This method will attempt to find the center of the TextureView, and rotate the content around it based on the orientation of the view.

To wrap up preview, we’ll want to define the startCamera() method. In this method we will set up the PreviewConfig object, which is where we can define various properties for our display, turn that into a Preview object, and then associate that with our TextureView. This method will also bind our CameraX implementation to the Android lifecycle for proper initialization and teardown. We’ll revisit the lifecycle line in the next section of our tutorial.

private fun startCamera() {

val previewConfig = PreviewConfig.Builder().apply {
setTargetAspectRatio(Rational(1, 1))
}.build()

val preview = Preview(previewConfig)

preview.setOnPreviewOutputUpdateListener {
viewFinder.surfaceTexture = it.surfaceTexture
updateTransform()
}

CameraX.bindToLifecycle( this, preview)
}

If you run the app now, you should be able to see a square preview of whatever your camera is able to view, such as the Star Wars snowtrooper armor I have next to my desk.

Firebase Labeling

As we view objects with the camera, we’ll want to display what Firebase has detected. To do this, declare a TextView at the top of MainActivity.

private lateinit var label: TextView

You can initialize it in onCreate() immediately below the initialization of TextureView.

label = findViewById(R.id.label)

At the bottom of MainActivity, create a new inner class named LabelAnalyzer that extends ImageAnalysis.Analyzer and populate it with the default structure. This inner class will accept the TextView that you just declared as a constructor parameter.

private class LabelAnalyzer(val textView: TextView) : ImageAnalysis.Analyzer {
override fun analyze(image: ImageProxy, rotationDegrees: Int) {

}
}

Back in startCamera(), between where you set up the preview and the lifecycle binding, you will want to create an ImageAnalysisConfig object that will initialize a new background thread for analysis, and set the image reader mode to only return the latest acquired image.

val analyzerConfig = ImageAnalysisConfig.Builder().apply {
val analyzerThread = HandlerThread(
"LabelAnalysis").apply { start() }
setCallbackHandler(Handler(analyzerThread.looper))

setImageReaderMode(
ImageAnalysis.ImageReaderMode.ACQUIRE_LATEST_IMAGE)
}
.build()

Next, create an ImageAnalysis object, which will wrap our new LabelAnalyzer class.
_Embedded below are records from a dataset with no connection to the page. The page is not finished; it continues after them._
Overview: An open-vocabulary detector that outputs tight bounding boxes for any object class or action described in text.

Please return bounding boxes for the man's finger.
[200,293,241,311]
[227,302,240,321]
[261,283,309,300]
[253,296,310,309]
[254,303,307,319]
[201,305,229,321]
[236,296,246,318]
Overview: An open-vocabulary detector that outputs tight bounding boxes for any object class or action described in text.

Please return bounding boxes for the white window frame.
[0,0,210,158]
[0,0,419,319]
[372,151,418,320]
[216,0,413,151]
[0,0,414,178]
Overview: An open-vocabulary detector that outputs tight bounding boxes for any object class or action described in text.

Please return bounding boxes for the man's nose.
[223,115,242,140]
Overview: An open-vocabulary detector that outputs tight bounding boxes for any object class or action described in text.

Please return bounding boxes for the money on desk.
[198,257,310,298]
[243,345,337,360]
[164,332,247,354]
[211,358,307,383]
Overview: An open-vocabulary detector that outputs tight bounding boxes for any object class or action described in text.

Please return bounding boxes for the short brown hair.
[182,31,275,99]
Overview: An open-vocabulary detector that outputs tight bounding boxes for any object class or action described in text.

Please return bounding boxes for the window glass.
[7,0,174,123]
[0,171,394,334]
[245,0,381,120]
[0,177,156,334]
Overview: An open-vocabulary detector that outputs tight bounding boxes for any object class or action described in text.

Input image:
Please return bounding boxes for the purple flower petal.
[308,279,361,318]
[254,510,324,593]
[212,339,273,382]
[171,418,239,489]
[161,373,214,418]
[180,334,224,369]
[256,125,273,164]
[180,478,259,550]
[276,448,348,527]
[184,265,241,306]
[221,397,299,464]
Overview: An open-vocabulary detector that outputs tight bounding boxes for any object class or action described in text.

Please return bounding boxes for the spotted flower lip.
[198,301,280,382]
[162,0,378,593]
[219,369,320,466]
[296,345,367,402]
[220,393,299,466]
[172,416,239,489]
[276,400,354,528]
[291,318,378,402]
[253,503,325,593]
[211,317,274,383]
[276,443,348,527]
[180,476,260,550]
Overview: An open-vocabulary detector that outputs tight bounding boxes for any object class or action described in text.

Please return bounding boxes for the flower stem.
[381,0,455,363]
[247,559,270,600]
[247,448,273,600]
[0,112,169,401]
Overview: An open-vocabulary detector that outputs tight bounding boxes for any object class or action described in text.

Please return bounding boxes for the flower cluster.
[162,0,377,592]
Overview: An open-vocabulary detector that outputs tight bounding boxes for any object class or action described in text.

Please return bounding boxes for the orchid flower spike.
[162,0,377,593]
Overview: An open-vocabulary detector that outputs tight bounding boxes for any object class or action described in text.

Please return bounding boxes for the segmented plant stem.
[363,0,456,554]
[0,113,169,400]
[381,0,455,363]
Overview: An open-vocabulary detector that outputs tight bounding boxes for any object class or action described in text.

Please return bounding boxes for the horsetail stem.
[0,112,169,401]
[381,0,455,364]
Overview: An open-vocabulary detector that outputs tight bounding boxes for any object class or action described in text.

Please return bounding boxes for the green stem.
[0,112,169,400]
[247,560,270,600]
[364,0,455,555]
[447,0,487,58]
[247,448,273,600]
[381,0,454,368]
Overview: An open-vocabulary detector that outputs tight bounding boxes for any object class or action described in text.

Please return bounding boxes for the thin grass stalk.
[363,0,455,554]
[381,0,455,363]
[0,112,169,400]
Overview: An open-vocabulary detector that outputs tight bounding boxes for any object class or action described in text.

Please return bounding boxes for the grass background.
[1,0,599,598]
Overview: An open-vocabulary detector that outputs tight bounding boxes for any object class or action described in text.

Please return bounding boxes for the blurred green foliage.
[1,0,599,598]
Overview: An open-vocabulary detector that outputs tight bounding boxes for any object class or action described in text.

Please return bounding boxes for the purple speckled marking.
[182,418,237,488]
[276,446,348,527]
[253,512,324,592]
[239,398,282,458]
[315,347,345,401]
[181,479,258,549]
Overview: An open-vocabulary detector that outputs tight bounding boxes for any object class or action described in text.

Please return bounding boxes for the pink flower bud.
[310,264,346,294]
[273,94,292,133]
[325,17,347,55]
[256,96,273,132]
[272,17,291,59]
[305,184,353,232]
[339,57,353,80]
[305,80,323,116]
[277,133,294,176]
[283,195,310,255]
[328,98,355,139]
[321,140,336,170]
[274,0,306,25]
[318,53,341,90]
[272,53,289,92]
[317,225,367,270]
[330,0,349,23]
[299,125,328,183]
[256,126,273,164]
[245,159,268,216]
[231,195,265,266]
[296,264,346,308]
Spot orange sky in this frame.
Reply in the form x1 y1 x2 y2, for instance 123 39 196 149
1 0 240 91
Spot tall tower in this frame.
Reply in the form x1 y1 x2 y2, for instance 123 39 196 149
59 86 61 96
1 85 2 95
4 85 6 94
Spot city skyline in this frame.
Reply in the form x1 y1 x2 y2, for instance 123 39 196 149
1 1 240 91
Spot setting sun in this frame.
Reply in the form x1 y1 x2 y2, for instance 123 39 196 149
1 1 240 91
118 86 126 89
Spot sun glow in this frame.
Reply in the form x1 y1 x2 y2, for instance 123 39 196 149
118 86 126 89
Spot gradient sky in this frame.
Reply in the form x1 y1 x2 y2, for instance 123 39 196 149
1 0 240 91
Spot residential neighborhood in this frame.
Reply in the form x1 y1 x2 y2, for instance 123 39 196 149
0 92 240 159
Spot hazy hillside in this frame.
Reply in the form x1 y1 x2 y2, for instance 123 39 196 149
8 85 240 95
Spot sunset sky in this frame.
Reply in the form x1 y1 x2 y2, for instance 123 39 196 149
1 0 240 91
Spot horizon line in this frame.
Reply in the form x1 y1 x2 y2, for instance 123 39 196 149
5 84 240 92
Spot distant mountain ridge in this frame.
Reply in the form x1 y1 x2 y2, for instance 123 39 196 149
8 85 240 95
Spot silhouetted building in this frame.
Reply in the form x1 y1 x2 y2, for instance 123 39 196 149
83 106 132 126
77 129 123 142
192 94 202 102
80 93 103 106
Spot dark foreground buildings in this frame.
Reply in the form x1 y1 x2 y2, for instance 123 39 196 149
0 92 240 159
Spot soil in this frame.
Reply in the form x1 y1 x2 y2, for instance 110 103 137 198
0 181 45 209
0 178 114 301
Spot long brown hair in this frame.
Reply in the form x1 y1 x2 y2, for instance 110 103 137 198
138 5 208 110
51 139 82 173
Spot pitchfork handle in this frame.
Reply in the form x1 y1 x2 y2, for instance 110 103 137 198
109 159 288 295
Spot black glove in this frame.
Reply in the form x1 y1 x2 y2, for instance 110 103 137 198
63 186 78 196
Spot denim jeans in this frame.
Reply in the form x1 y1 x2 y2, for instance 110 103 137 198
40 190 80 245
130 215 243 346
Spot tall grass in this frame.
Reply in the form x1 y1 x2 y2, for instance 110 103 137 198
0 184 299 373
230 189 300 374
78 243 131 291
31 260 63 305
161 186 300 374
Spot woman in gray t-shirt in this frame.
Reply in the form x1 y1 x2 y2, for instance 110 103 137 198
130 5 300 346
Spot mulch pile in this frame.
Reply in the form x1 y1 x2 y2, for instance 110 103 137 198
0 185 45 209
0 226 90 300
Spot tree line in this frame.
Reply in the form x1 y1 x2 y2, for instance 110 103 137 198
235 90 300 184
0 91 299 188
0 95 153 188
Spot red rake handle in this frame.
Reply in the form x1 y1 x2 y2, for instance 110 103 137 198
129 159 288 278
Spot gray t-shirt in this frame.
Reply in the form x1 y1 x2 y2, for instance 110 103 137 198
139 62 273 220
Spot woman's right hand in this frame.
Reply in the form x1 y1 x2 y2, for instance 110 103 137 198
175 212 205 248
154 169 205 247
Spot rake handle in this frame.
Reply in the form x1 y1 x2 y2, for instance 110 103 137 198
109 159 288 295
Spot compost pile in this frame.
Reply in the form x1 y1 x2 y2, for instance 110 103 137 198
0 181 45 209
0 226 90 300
val analyzerUseCase = ImageAnalysis(analyzerConfig).apply {
analyzer = LabelAnalyzer(label)
}

Finally, at the end of startCamera(), add the analyzerUseCase object to your lifecycle binding method call.

CameraX.bindToLifecycle(this, preview, analyzerUseCase)

Now we can start fleshing out our analyzer, which is where things get a bit more interesting. At the top of the inner class, add the following value to keep track of elapsed time, as we don’t want to run Firebase’s analysis on every frame.

private var lastAnalyzedTimestamp = 0L

Next, go into the analyze() method and get the current system time. This will be compared to the lastAnalyzedTimestamp value to see if we should analyze the frame.

val currentTimestamp = System.currentTimeMillis()
if (currentTimestamp - lastAnalyzedTimestamp >=
TimeUnit.SECONDS.toMillis(1)) {
lastAnalyzedTimestamp = currentTimestamp
}

The ImageProxy object sent into the analyze() method contains information about our latest image in YUV format. This means the image is broken into three planes: the first is a measure of brightness, and the second and third are measures of color in the red and blue space. We can retrieve these three planes like so

val y = image.planes[0]
val u = image.planes[1]
val v = image.planes[2]

Then we can then get the number of pixels in each plane

val Yb = y.buffer.remaining()
val Ub = u.buffer.remaining()
val Vb = v.buffer.remaining()

and convert them into a single YUV formatted ByteArray

val data = ByteArray(Yb + Ub + Vb)

y.buffer.get(data, 0, Yb)
u.buffer.get(data, Yb, Ub)
v.buffer.get(data, Yb + Ub, Vb)

Once we have the ByteArray, we can create a FirebaseVisionImageMetadata object with details about how we should configure our image labeling, and then request that Firebase generate labels for our image. Once the labels are generated, we can display them in the TextView that we created earlier.

val metadata = FirebaseVisionImageMetadata.Builder()
.setFormat(FirebaseVisionImageMetadata.IMAGE_FORMAT_YV12)
.setHeight(image.height)
.setWidth(image.width)
.setRotation(getRotation(rotationDegrees))
.build()

val labelImage = FirebaseVisionImage.fromByteArray(data, metadata)

val labeler = FirebaseVision.getInstance().getOnDeviceImageLabeler()
labeler.processImage(labelImage)
.addOnSuccessListener { labels ->
textView.run {
if( labels.size >= 1 ) {
text = labels[0].text + " " + labels[0].confidence
}
}
}
}

At this point you may notice that metadata Builder calls a method named getRotation(). That method is defined within our inner class as

private fun getRotation(rotationCompensation: Int) : Int{
val result: Int
when (rotationCompensation) {
0 -> result = FirebaseVisionImageMetadata.ROTATION_0
90 -> result = FirebaseVisionImageMetadata.ROTATION_90
180 -> result = FirebaseVisionImageMetadata.ROTATION_180
270 -> result = FirebaseVisionImageMetadata.ROTATION_270
else -> {
result = FirebaseVisionImageMetadata.ROTATION_0
}
}
return result
}

Once you’re done filling out the analyzer class, it’s time to run your app. As you point the camera at different objects, you’ll see the TextView update with different labels as Firebase attempts to determine what it’s looking at. Using the same general logic as above, you should be able to use most, if not all, of ML Kit’s image based machine learning offerings to enhance your apps and provide value to your users with relatively little code.

--

--